Flavia is one of three de Luce girls; they live in an estate with their father, a housekeeper, and a groundsman. We find out quickly that her mother died some time ago. And while Flavia’s sisters are occupied by boys and books, she is chiefly interested in chemistry. One of her distant relatives was a scientific genius and apparently that got passed down to Flavia.
She spends most of her time in the lab they have upstairs (very convenient) reading about poisons and plants and chemicals. But she has to leave the lab and help solve a crime after her father is arrested for murder.
Especially because she saw her father arguing with the dead man less than 12 hours before he died.

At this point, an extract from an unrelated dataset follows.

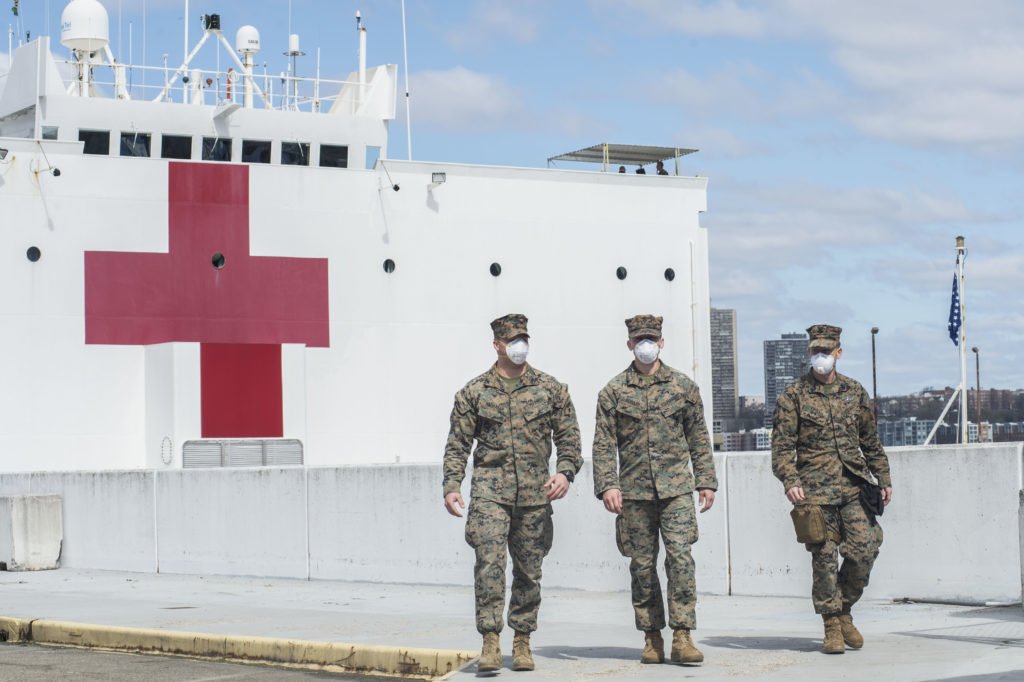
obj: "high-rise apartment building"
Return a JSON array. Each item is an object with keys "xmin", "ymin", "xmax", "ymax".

It’s quite a whirlwind for Flavia. She has to dig into her father’s past, snoop through a hotel room, bike all over town, give her older sister a rash, conduct some tests, and escape the clutches of a bad guy. But it ends nice and tidy and we’re able to rest easy in the justice that was carried out.
Honestly, it was a light easy read. The plot had a few twists but was ultimately pretty predictable. The selling point for me was Flavia herself. She was smart and funny, she did let being a young girl stop her, even when it maybe should have (for safety reasons). I liked her spunk and determination. It was sweet!
So if you’re going on a long drive, or reading in the back yard, or need something to helpful recover from a crushing read (ie It Looks Like This), then I highly recommend The Sweetness at the Bottom of the Pie! If you’re looking for something intense and thrilling, you’ll probably be better off with something like Ware’s The Turn of the Key.